Ecco un altro articolo che brilla di luce riflessa: desidero riportare qui di seguito una favoletta, ascoltata recentemente ad un concerto di Roberto Vecchioni.

Yamir Youssef viveva al Il Cairo, e tutte le notti faceva lo stesso sogno: sognava un uomo, tutto bagnato, che si toglieva una moneta di bocca e gli diceva: – Yamir, la tua fortuna è a Teheran. Tu devi partire, e andare a Teheran.

Una settimana, un mese, un anno, sempre lo stesso sogno: finalmente Yamir prese il fagottino e partì.

Arrivò a Teheran sull’imbrunire, nello stesso momento in cui nella piazza dove si trovava arrivavano dei briganti.
I briganti rapinarono tutti, lasciarono tre o quattro morti in giro e scapparono.

Quando giunse la polizia c’era solo Yamir, come un fesso, in mezzo alla piazza.

La polizia lo arrestò, lo prese a legnate per tre giorni, gli fece perdere 18 kg, e dopo una settimana arrivò il capitano per interrogarlo. Yamir gli raccontò:  “è colpa del sogno”.

Il capitano lo guardò ridendo e gli disse: “Yamir! Ma tu non devi credere ai sogni: i sogni sono delle falsità, delle bugie… pensa che io è un anno che sogno un giardino con una meridiana, e dietro la meridiana un pozzo, e dietro il pozzo un cespuglio, e dietro il cespuglio un immenso tesoro. Se avessi creduto a quel sogno sarei partito a cercarlo, invece no: è una gran puttanata, non devi pensarci.
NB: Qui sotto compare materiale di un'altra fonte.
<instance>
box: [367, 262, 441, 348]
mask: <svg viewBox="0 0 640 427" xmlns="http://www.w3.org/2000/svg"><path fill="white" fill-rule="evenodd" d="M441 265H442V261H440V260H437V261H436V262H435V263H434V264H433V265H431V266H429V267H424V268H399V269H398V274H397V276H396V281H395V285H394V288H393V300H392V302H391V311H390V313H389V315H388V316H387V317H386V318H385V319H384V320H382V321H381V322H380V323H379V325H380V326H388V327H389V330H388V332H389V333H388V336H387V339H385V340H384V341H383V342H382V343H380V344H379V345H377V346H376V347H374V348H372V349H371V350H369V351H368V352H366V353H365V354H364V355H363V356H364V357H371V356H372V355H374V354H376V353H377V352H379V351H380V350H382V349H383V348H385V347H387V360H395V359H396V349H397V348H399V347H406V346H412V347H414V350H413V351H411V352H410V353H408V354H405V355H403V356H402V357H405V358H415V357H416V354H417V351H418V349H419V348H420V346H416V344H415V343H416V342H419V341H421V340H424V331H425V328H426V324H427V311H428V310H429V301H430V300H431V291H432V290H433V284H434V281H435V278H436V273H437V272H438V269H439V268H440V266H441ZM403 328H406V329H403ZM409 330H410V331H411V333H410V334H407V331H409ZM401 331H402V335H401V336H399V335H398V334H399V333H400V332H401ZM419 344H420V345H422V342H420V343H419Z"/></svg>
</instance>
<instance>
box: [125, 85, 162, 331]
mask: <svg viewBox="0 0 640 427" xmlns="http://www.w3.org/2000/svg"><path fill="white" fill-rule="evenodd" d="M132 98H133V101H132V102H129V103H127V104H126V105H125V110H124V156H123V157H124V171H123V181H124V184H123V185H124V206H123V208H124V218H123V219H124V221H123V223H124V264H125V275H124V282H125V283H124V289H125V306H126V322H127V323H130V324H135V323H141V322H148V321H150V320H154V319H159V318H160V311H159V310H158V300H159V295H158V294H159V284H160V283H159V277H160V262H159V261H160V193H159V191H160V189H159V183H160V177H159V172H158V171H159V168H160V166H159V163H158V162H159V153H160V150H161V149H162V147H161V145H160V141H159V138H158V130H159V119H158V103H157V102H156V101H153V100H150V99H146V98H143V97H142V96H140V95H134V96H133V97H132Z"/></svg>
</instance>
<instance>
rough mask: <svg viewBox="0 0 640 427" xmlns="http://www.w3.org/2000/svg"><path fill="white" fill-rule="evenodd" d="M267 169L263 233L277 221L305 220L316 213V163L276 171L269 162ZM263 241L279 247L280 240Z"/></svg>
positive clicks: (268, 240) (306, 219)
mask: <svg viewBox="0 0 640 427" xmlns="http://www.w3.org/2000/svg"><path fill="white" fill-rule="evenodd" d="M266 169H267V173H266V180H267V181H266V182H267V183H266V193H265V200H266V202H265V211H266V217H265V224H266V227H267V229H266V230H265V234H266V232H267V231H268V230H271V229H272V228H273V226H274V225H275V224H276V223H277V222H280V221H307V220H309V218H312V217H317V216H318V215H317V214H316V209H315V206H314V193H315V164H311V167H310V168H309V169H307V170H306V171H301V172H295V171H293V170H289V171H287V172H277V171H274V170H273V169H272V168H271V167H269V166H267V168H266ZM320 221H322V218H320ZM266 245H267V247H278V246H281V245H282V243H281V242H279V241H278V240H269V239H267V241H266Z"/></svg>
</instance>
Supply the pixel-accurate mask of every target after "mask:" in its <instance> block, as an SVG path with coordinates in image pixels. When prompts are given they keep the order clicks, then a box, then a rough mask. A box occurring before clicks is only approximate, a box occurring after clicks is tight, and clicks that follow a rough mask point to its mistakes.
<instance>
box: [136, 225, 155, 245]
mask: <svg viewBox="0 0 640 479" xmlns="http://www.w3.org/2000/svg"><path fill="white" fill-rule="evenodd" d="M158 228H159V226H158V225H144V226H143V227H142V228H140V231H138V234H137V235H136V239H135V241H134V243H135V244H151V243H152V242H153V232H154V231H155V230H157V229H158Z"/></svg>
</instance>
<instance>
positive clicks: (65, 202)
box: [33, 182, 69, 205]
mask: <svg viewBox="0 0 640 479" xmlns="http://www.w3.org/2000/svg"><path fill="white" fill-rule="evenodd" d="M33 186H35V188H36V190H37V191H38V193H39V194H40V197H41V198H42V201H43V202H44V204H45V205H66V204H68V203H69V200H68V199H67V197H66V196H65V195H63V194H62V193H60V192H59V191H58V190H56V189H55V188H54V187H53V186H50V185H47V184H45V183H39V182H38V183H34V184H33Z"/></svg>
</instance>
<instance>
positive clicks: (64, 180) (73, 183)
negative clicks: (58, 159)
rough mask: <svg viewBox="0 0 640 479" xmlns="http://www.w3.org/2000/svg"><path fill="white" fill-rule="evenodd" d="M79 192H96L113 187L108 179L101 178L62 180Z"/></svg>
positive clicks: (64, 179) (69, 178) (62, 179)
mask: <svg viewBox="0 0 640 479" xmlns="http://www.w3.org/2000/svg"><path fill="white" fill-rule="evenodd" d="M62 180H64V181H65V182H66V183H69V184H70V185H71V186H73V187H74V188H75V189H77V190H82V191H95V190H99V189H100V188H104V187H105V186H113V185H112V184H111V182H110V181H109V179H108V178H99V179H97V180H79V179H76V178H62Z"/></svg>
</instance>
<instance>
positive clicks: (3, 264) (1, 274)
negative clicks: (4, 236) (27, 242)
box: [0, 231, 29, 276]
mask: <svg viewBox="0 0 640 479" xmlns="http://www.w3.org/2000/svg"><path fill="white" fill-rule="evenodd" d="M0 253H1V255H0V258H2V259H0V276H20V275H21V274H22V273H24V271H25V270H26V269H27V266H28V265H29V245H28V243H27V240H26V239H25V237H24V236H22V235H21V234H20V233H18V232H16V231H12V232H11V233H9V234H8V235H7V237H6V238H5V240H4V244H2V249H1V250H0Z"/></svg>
Ti vedo molto male: adesso ti faccio curare e poi ritorni a casa”.

Infatti, dopo una settimana Yamir, un po’ ritemprato, tornò a casa.

Andò subito nel suo giardino, e passò la meridiana, passò il pozzo, passò il cespuglio e trovò il tesoro.

Mi sembra pregna di significati: mi piace perché insegna in modo molto leggero l’importanza di credere nei sogni, e che il più delle volte la felicità si trova proprio accanto a noi, anche se talvolta può rendersi necessario allontanarsi da ciò che abbiamo per arrivare a comprenderlo.

2 pensieri su “La favola di Yamir Youssef

  1. Paolo

    Ho sentito diverse volte Roberto Vecchioni raccontare questa storia ai suoi concerti.
    È bello e giusto credere nei sogni, perché sono il motore della vita. Ma spesso quello che cerchiamo lo abbiamo a portata di mano e non ce ne accorgiamo, e andiamo malauguratamente a cercarlo lontano.

    Rispondi
    1. Marco Perasso Autore articolo

      Grazie Paolo, è proprio così… io sono convinto che allontanarsi sia un passo necessario per riuscire a vedere quello che prima non vedevamo. E credo che passare attraverso un periodo buio, come quello attuale, sia necessario per poter poi fare ritorno alla propria vita, riappropriandosene su un livello di consapevolezza più elevato, su un’ottava superiore.